Today is the first Sunday in the season of Lent. And this is what Lent is, 40 days out in the wilderness, to strip things away in order that we would learn anew how to really trust and rely on God; to grow in faith. To remove ourselves from all the distractions; in order that we could more clearly focus on God and God’s ways.
This is why Lent is a time of fasting. Normally we give something up (not things we’d rather do without: kale, dentist, taxes). But this Lent, it feels like, what more can we give up; we’ve given up so much since the pandemic began nearly a year ago. We’ve lost loved ones, health, jobs, routines, in-person gatherings and church. In some ways it seems like Lent 2020 never ended.
The point of fasting is that it is in the absence of something that brings us closer to God; it drives us into the hands of the creator. It forces us to deal with the reality that we are not self-sufficient, and realize how much we need God. Fasting is a way of humbling ourselves (as Psalm 35 says, “I humbled myself with fasting.”)

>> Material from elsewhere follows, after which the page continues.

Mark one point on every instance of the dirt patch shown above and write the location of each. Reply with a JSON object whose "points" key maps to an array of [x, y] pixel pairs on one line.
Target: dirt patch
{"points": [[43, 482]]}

The tempter wanted Jesus to focus on himself and his needs (turn this stone into bread). But fasting reorients us. It causes us to instead of focusing inward, to focus outward. Instead of focusing on ourselves, to focus on others, and their needs. Jesus could have turned that stone into bread for himself; instead Jesus later multiplies bread to help others, to feed 5,000.
As the pandemic hit last year, the church I serve, St. Andrew/San Andres in West Chicago, we saw how our (largely Latinx community) was adversely impacted, and it moved us outward and compelled us to start drive thru food distributions every Saturday. Thanks to many partnerships, including our neighboring Lutheran churches, we are able to share food and resources with over 300 families a week.

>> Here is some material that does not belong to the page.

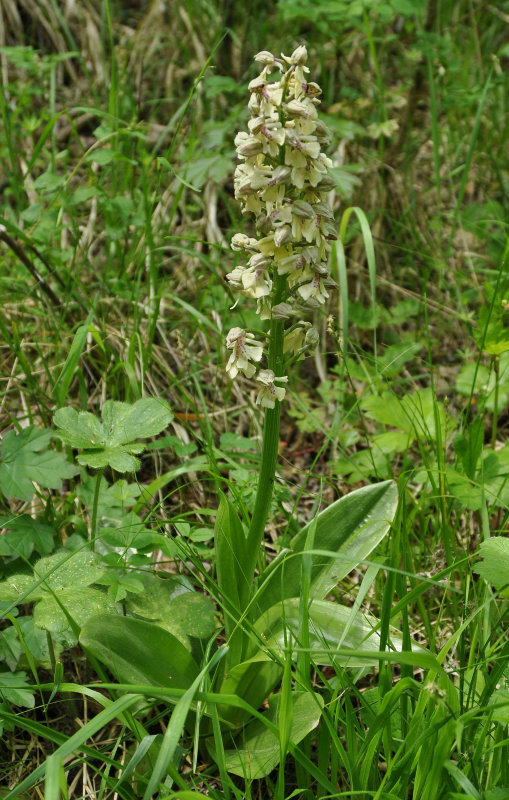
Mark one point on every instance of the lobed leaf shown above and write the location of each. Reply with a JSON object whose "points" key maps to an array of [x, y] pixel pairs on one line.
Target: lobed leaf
{"points": [[349, 530]]}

The prophet Isaiah gets to this point about fasting being about looking beyond ourselves to focus on others when he says (in chapter 58): “Is not this the fast that I choose: to loose the bonds of injustice, to undo the thongs of the yoke, to let the oppressed go free, and to break every yoke? Is it not to share your bread with the hungry, and bring the homeless poor into your house; when you see the naked, to cover them, and not to hide yourself from your own kin?”
The prophet is warning that if your fast hasn’t changed you and how you treat others then you’re doing it wrong. It starts with contrition, with emptying yourself. It starts with ash on our brows and remembering we are dust.
It starts by acknowledging our own complicity in systems of injustice. In systems that calls essential workers heroes yet refuses to pay them a living wage. And as a white person it means acknowledging my complicity in systemic racism.
Isaiah concludes that the result of the fast is that: “Then you shall call, and the Lord will answer; you shall cry for help, and he will say, Here I am.”
“Then your light shall rise in the darkness and your gloom be like the noonday.”
“and you shall be like a watered garden, like a spring of water, whose waters never fail.”
This is the kin-dom of God breaking through. This is the restoration of things to the harmony and goodness God intended in creation.
So beloved, as we fast, may we remember that we are not immortal, that we are fragile, and therefore dependent on God.
May this wilderness time help us grow in our faith and may it move us outward.
May our fasting bring us closer to God. And then like Pi, we can’t help but to declare:
God, I give myself to you. I am your vessel. Whatever comes, I want to know, show me.